Consumers, earnings and equity markets: What can we expect in the months ahead?
16 November 2023 _ News
Earnings season in the USA and Europe has given us a clear message: pay attention to consumer health. The market focus is indeed shifting from inflation to the health of the consumer, who accounts for about 70% of US economic output.
Starting with the US earnings season, around 92% of companies reported earnings with growth of 4.1%, confounding analysts' expectations of -0.3% at the end of September. The figure is +10% if we exclude the energy sector. Overall, companies are beating analysts' expectations by 7%, with earnings growth after one year.
Value teaches us that price decreases point to earnings ahead, so investors should create positions when prices have low expectations. For example, in 2022, the sectors with the worst earnings growth were communication and discretionaries, with decreases of 15-20%. These sectors had driven expectations considerably and, in 2023, they managed to beat them and thus emerged as the best performers. Today, expectations are particularly low in the defensive sectors and especially in health care, with an earnings correction of -20%. This has led earnings to normalise after the strong growth of the last three years, resulting in great opportunities in the sector.
For its part, the European earnings season is showing worse-than-expected figures, as we have been saying for several weeks now. Third quarter earnings are expected to decline by 10.3% compared to Q3 2022, but if we exclude the energy sector, the figure will actually be an increase of 1.8%. Therefore, looking at the market from a value perspective, the drop in earnings has raised negativity, and this has lowered expectations, which has in turn created value. We see this value in particular in leading companies that offer excellent returns on capital and sharply discounted valuations.
Earnings Season and Consumers
Economic growth depends a great deal on consumer health – now the main topic of the earnings season. The word from large payment processors Visa and Mastercard is that consumer activity remained stable in Q3. However, US and European non-discretionaries, from McDonald's to Coca Cola and from Rémy Cointreau to Campari and Diageo, reported that Q3 spending came under pressure due to adverse macroeconomic factors, in particular excessively high interest rates. Very high rates have wiped out consumers' surplus savings, causing US consumers to get into more debt and delaying payments on credit cards as a result.
In conclusion, as we mentioned a few weeks ago, value returned to the market at the end of October, and this has been a big support for the equity markets.

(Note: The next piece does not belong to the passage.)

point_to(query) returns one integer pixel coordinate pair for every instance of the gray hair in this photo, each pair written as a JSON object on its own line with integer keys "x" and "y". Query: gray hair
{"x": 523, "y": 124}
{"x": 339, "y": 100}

The recent earnings season has shown us how companies are shifting their focus from inflation to consumer health. We shouldn't be frightened by the weaker macro data that will emerge in the coming weeks with a slowdown in consumer spending that is quite normal considering that the valuations of some markets and sectors are already in an economic slowdown. Many parts of the market still have discounted valuations ranging from defensive sectors to financials and even including some geographic areas such as Europe. Europe, in fact, has a price/earnings ratio of around 12x, one of the lowest levels in the last ten years, discounting a strong recession.